There are certainly shades of that to Statistical Probabilities, with its four white “othered” characters who hit upon that core problem with the X-Men franchise. However, there is a sense of self-awareness to Echevarria’s riff on this concept.
Most obviously, it is made clear that the four characters all suffer from severe psychological dysfunction, even if there is something more than a little unsettling in the suggestion that Lauren’s dysfunction is being sexually assertive. They are explicitly (rather than merely implicitly) other, for reasons that go beyond race or ethnicity. It is not that Statistical Probabilities is a racial metaphor constructed using entirely white characters. More than that, there is a clever tweak in the suggestion the only functional augmented individual is Bashir, the non-white member.
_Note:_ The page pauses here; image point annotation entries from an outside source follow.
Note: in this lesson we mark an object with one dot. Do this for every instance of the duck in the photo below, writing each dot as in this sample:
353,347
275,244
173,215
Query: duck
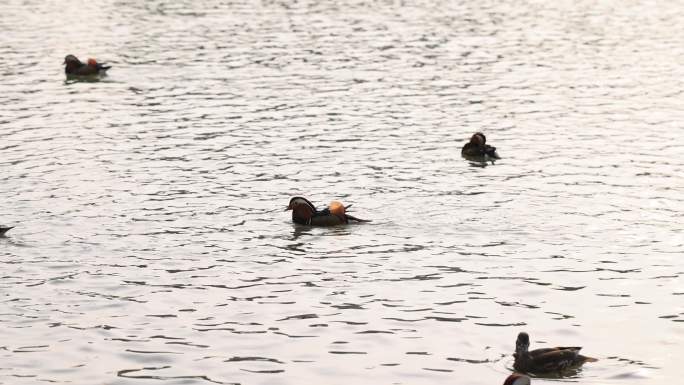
305,213
478,149
517,379
546,360
76,68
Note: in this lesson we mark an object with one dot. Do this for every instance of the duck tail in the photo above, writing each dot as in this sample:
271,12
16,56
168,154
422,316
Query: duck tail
589,359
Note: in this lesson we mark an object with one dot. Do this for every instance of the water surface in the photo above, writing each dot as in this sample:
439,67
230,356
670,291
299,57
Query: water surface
152,247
Statistical Probabilities even explicitly brings up the issue of “passing”, the idea that it is entirely possible for a minority to hide in plain sight by posing as a member of the majority. When Bashir demonstrates his enhancements to the group, Lauren reflects, “He’s a mutant, just like the rest of us.” Jack objects, “No, no, no. He is not like us. No. He passed as normal.” Although “passing” is very much a part of the historical experience of certain ethnic and racial minorities, it also applies to minorities without physical distinctions; those with differing sexual orientations or religions.
It should be noted that René Echevarria has a recurring interesting in coding metaphors for non-heteronormative sexuality into his scripts for the franchise. This is most notable in his early scripts. In The Offspring, he allows Lal to choose her own gender. In Transfigurations, he writes a script about a Jesus-figure that is heavily coded as homosexual. He also scripted Rejoined and Chimera, two episodes focusing on romantic encounters between regular cast members and guest stars of their own gender.
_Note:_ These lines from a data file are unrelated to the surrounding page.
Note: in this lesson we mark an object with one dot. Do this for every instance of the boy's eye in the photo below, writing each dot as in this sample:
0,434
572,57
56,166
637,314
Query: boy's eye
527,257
Statistical Probabilities is hardly the most overt example of Echevarria’s interest in minority perspectives and his suggestion of a more inclusive approach to Star Trek. However, it is a very rare episode of the franchise that focuses on neuroatypical individuals without vilifying or sensationalising them. Although Jack and the group do attempt to betray the Federation to the Dominion, Statistical Probabilities never treats them as monstrous freaks. This is a more sensitive (and less sensationalist) approach than Whom God Destroy.
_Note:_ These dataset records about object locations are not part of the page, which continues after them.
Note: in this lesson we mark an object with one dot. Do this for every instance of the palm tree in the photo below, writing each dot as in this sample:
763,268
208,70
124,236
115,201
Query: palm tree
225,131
Statistical Probabilities is a fascinating (and provocative) piece of television. It is a strange episode of Deep Space Nine, another example of a story that feels more relevant to modern audiences than it would have been at time of broadcast. At the same time, while playing with timeless themes, it touches on ideas that are probably more uncomfortable now than they would have been when the episode was produced. It is a fantastic demonstration of just how well Deep Space Nine is produced, an strange and unconventional episode that feels very much of the series.